L2TP stands for Layer 2 Tunnel Protocol. It is a tunneling protocol that was developed as a replacement for PPTP. Though it does not encrypt the actual content of data packets, L2TP, however, hides the control message that establishes an authentication between two network nodes. Rather than encrypting data being sent over a network connection, L2TP provides an encrypted Layer 2 tunnel. And in some cases, it provides an additional Layer 3 encryption protocol – usually IPSec. 

It would be safe to say the L2TP protocol is trailing OpenVPN in popularity. This is because the L2TP/IPSec combination affords security features that are close to that of OpenVPN. They both sport AES-256 bit encryption, thus making it almost impossible to breach. A significant drawback, however, exists in the implementation of L2TP/IPSec. This drawback makes the channel of data transfer on any network using L2TP/IPSec protocol very predictable.
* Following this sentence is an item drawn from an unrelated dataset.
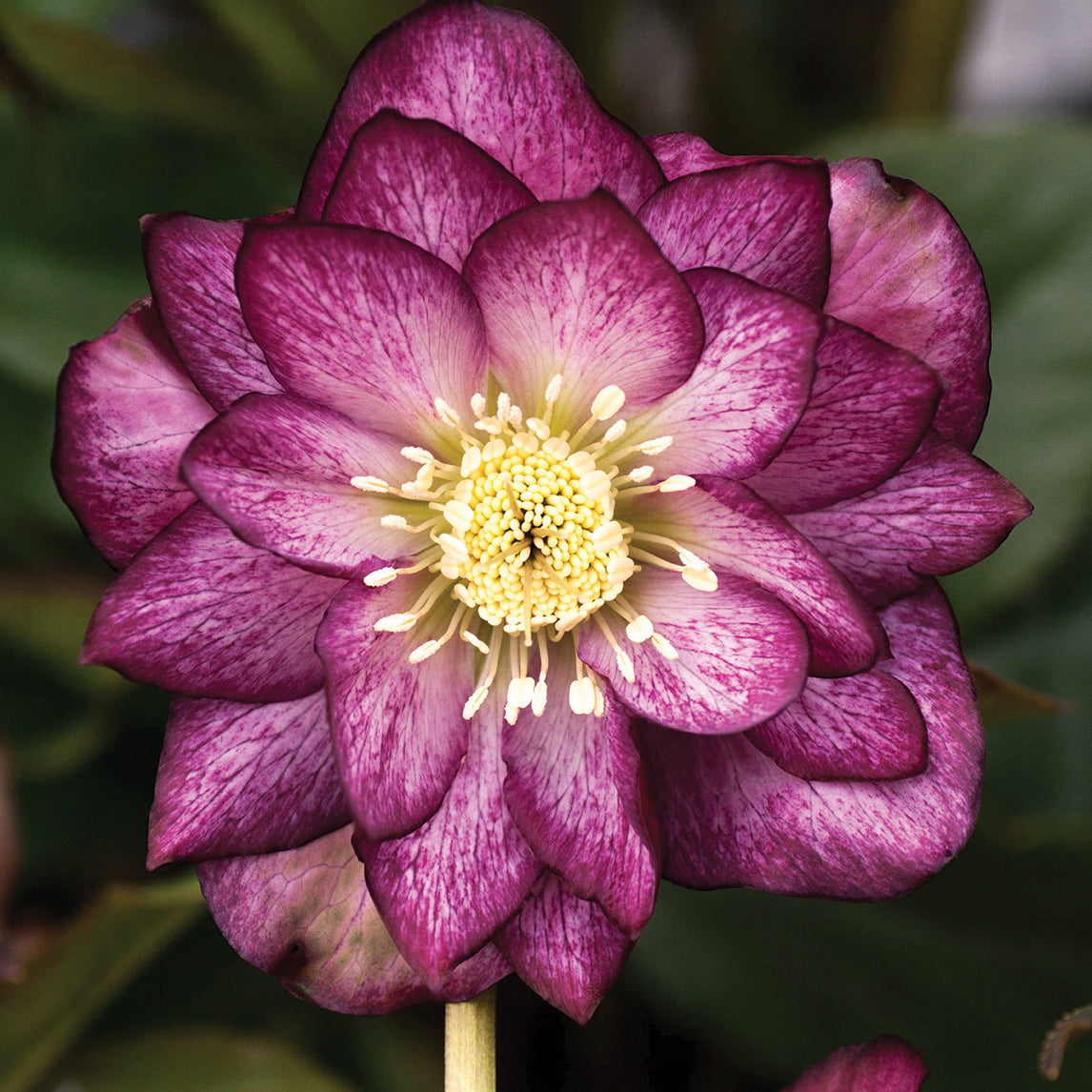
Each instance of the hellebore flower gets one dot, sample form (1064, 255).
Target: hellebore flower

This predictability arises because L2TP/IPSec connects by default via UDP on port 500. The predictability of the ports used for VPN data transfer makes them susceptible to blocking by ISPs and firewalls. 

5. SSTP

Secure Socket Tunneling Protocol (SSTP), is another popular VPN protocol that utilizes data tunneling. However, because it was initially for remote client access, SSTP does not support site-to-site connections via VPN tunnels. SSTP allows the transfer of Point-to-Point Protocol (PPP) traffic over an SSL/TLS connection protected at the transport-level. Also, the SSTP VPN protocol makes it possible to bypass most proxy servers and firewalls as it transfers data using the #443 TCP port.

SSTP is a cross-platform VPN protocol that is supported by Windows, BSD, and Linux. Also, there are third party clients that can make it work with macOS, iOS, and Android devices. Another good news is this: all Windows OS since Windows Vista Service Pack 1 and later have SSTP. It’s also in RouterOS 5.0 and Japan’s SEIL. This integration into the aforenamed platforms makes it possible to use SSTP with Winlogon or smart-card authentication technology for security. 
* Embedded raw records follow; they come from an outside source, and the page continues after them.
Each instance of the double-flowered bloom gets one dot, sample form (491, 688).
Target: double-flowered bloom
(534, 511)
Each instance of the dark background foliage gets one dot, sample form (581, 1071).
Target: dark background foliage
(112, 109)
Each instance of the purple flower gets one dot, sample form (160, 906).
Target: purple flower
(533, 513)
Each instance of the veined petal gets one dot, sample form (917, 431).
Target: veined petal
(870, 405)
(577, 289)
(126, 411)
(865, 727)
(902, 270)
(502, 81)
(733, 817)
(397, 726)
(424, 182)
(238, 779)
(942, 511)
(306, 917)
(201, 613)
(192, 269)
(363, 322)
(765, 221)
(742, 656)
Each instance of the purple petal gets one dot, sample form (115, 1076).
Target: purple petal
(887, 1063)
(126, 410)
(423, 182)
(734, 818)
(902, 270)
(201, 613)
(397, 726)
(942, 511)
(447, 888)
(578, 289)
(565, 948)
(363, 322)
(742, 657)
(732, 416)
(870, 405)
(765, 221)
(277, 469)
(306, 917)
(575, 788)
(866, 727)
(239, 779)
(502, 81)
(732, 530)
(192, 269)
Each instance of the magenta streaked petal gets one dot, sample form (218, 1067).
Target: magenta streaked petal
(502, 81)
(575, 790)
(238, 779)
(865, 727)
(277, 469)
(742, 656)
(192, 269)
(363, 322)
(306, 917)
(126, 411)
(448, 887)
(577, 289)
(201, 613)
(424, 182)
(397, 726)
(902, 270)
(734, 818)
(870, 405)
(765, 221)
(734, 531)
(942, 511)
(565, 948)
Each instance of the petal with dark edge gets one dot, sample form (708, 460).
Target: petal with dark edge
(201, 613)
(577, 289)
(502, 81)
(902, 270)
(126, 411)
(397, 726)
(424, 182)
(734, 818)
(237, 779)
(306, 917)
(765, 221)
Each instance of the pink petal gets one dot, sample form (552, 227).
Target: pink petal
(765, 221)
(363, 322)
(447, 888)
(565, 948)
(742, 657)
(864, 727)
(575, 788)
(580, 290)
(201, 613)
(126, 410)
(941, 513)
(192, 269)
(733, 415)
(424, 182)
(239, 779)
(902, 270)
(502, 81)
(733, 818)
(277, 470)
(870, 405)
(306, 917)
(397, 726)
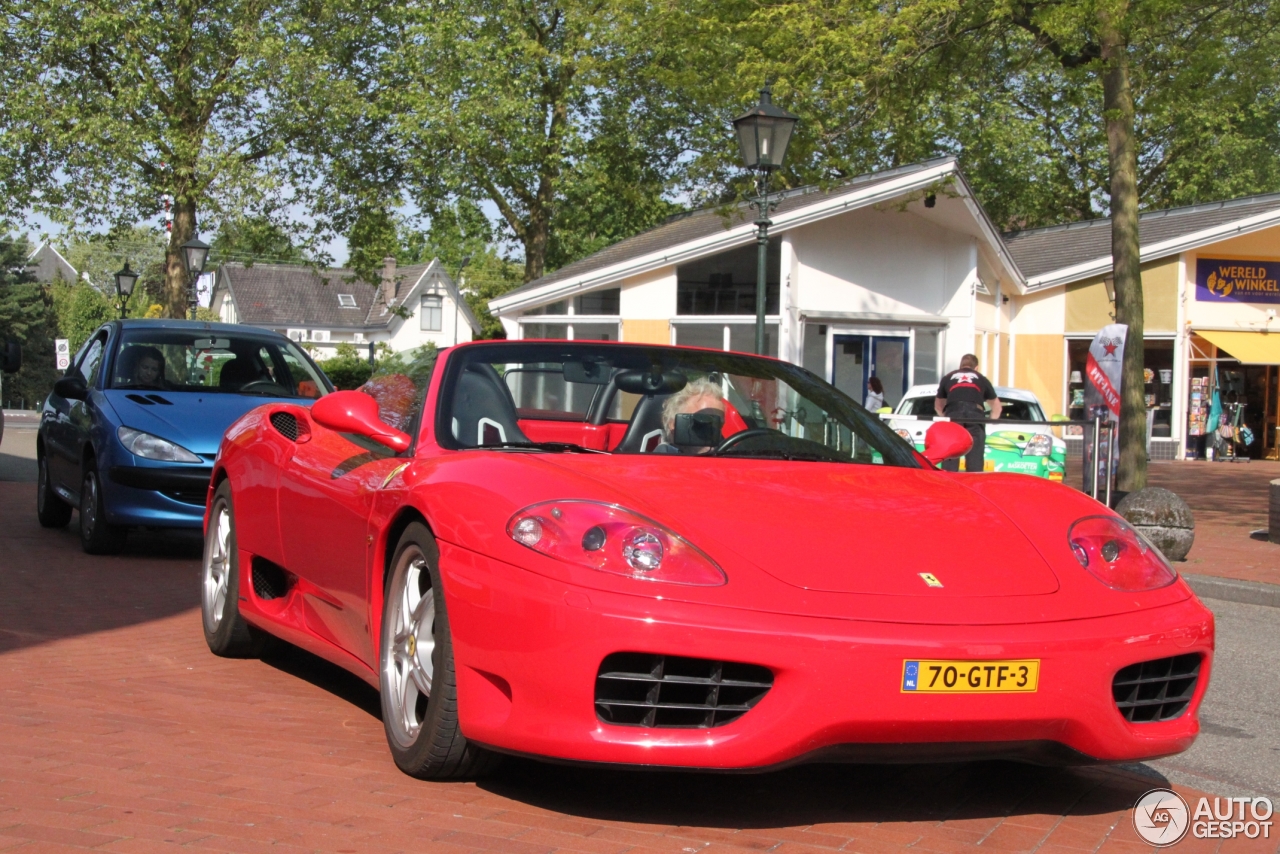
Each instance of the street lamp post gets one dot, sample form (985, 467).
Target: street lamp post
(763, 133)
(195, 252)
(124, 282)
Like OpenVPN, SSTP authenticates connections using a 256-bit encryption key and the 2048-bit SSL/TLS certificates for authentication. Users should, however, note that SSTP only supports user authentication, not a computer or device authentication.

Why are VPN Protocols Important?

Each VPN protocol, particularly the common ones discussed here, have their peculiarities. Below are the generic reasons why VPN protocols are necessary.
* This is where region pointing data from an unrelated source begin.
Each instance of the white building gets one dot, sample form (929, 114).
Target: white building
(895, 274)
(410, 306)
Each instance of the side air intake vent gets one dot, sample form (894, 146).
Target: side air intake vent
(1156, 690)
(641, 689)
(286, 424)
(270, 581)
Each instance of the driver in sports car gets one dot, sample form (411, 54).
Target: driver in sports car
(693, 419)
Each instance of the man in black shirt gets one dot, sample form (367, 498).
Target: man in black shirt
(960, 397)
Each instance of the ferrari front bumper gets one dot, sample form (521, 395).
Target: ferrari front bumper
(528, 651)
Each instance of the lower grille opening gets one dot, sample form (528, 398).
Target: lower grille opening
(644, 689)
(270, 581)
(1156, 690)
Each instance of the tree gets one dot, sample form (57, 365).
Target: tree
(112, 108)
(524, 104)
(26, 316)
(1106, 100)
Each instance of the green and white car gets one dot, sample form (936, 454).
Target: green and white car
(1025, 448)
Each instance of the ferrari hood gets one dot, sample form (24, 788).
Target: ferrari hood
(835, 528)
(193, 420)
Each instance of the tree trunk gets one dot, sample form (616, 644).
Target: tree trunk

1. Serves as the core of commercial VPN services

The number of subscriptions enjoyed by a VPN service is often a function of security assurance, as provided by VPN protocols. Basically, no retail VPN service provider would be in business if the considered protocols were non-existent.

2. Encryption of users’ data

VPN protocols make it possible to transfer highly classified, confidential, or personal information across otherwise vulnerable networks. The NSA (as empowered by law) is notorious for exploiting all known network vulnerabilities in a bid to source information to ensure ‘national security’. VPN Protocols with strong encryptions like the AES 256-bit can protect internet users’ privacy from even the-almighty-NSA and similar bodies involved in cyber-surveillance.

3. Authentication before access

VPN protocols make it possible to confirm if it is secure to grant specific users access to data domiciled on your network or internet-enabled device.

4. Proprietary communication rules

For entities that have developed a proprietary VPN protocol, using one of the open-sourced frameworks, it becomes possible to establish a different set of regulations and rules for network connections and data transfer. This standard makes it difficult, maybe even impossible, for the internet community to assess the resources on such private networks.

Conclusion

We have shed some light on the various VPN protocols, their features, and drawbacks. Be on the lookout for your preferred VPN’s protocol(s) if you will be subscribing to one. This guide shows you the essentials to look out for.